I have a collection of continuous data from the literature, including the mean, the standard deviation and the number of observations for both experimental and control groups, as well some environmental variables. A meta-analysis coupled with a meta-regression could be done. However, some studies had several experimental sites, i.e. each line is not a single study, but a single site taken from a study: a random site effect could thus be nested in studies. The following meta mixed-model can be described.
- effect-size as response
- environmental variables as fixed effects,
- sites nested in studies as random effects and
- each observation is weighted on the sampling variance.

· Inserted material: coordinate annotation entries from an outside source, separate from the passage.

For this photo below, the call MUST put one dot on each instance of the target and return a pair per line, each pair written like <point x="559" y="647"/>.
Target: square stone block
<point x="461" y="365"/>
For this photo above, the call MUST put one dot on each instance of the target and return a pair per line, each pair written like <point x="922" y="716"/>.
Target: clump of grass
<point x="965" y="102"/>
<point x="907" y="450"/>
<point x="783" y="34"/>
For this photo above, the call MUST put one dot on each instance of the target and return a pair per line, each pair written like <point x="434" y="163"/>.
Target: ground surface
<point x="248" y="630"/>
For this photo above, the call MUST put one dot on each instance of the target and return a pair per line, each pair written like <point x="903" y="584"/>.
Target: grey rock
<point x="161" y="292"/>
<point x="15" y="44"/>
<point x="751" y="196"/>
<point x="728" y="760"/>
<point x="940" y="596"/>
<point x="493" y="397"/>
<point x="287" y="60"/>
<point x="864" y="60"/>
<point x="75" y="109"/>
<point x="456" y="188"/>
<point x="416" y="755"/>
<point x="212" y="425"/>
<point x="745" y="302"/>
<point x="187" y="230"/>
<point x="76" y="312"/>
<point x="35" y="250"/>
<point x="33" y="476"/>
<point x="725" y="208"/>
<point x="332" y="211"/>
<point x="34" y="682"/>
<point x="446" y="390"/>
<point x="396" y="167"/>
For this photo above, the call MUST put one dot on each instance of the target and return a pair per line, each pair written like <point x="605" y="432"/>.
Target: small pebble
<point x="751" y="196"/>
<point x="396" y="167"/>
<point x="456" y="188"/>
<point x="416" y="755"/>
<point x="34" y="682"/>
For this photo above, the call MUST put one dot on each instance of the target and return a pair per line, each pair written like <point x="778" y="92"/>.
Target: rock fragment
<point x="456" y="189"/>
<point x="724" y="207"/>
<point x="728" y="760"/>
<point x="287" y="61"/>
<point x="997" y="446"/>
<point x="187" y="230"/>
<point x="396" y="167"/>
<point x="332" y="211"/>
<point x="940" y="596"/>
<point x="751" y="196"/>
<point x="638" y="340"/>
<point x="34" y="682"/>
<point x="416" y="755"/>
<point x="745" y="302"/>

I tried two approaches with R, that returned somewhat different results.
As first step, let's create a dummy data frame.
set.seed(40) Study = factor(c(1,1,1,1,1,2,2,3,3,3,4,5,5,5,5)) Site = factor(c(1,2,3,4,5,1,2,1,2,3,1,1,2,3,4)) n_case = length(Study) experimental_mean = rnorm(n_case,5,2) experimental_sd = abs(rnorm(n_case,1,0.1)) experimental_n = round(runif(n_case, 2, 10)) control_mean = experimental_mean+runif(n_case,0,5) control_sd = abs(rnorm(n_case,1,0.1)) control_n = round(runif(n_case, 2, 10)) A = experimental_mean/control_mean * runif(n_case, 0.5, 0.8) B = rnorm(n_case,-1,1) C = factor(letters[round(runif(n_case, 1, 3))]) data_table = data.frame(Study, Site, experimental_mean, experimental_sd, experimental_n, control_mean, control_sd, control_n, A, B, C)
Then, compute the effect size and the sampling variance.
library(metafor) meta_table = escalc(measure='ROM', data=data_table, m1i=experimental_mean, m2i=control_mean, sd1i=experimental_sd, sd2i=control_sd, n1i=experimental_n, n2i=control_n)
The rma.mv function from the metafor package could be used to run the meta mixed-model.
res = rma.mv(yi, vi, data=meta_table, method="REML", level=95, mods = ~ A+B+C, random=~1|Study/Site) summary(res)
Another option is to run a mixed-model on the effect-size.
library(nlme) mixed_meta_model = lme(data = meta_table, fixed = yi ~ A+B+C, # yi is the effect size random = ~1|Study/Site, weights = varIdent(~vi)) # vi is the sampling variance summary(mixed_meta_model)
- Is the global approach valid?
- Which approach would you suggest?
- Is my R code correct? - with special attention to the weights argument varIdent(~vi) in the lme function.